You're viewing version 3.3 of the OpenSearch documentation. This version is no longer maintained. For the latest version, see the current documentation. For information about OpenSearch version maintenance, see Release Schedule and Maintenance Policy.
Sparse vector
Introduced 3.3
The sparse_vector field supports neural sparse approximate nearest neighbor (ANN) search, which improves search efficiency while preserving relevance. A sparse_vector is stored as a map, in which each key represents the token and each value is a positive float value indicating the token’s weight.
Parameters
The sparse_vector field type supports the following parameters.

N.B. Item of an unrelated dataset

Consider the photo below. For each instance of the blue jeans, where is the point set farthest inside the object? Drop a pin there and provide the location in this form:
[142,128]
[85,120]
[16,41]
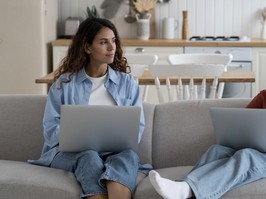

| Parameter | Type | Required | Description | Default | Range | |||
|---|---|---|---|---|---|---|---|---|
name | String | Yes | The neural sparse ANN search algorithm. Valid value is seismic. | - | - | |||
n_postings | Integer | No | The maximum number of documents to retain in each posting list. | 0.0005 * doc_count¹ | (0, ∞) | |||
cluster_ratio | Float | No | The fraction of documents in each posting list used to determine the cluster count. | 0.1 | (0, 1) | |||
summary_prune_ratio | Float | No | The fraction of total token weight to retain when pruning cluster summary vectors. For example, if summary_prune_ratio is set to 0.5, tokens contributing to the top 50% of the total weight are kept. Thus, for a cluster summary {"100": 1, "200": 2, "300": 3, "400": 6}, the pruned summary is {"400": 6}. | 0.4 | (0, 1] | 0.4 | (0, 1] | |
approximate_threshold | Integer | No | The minimum number of documents in a segment required to activate neural sparse ANN search. | 1000000 | [0, ∞) | |||
quantization_ceiling_search | Float | No | The maximum token weight used for quantization during search. | 16 | (0, ∞) | |||
quantization_ceiling_ingest | Float | No | The maximum token weight used for quantization during ingestion. | 3 | (0, ∞) |
¹doc_count represents the number of documents within the segment.
For parameter configuration, see Neural sparse ANN search.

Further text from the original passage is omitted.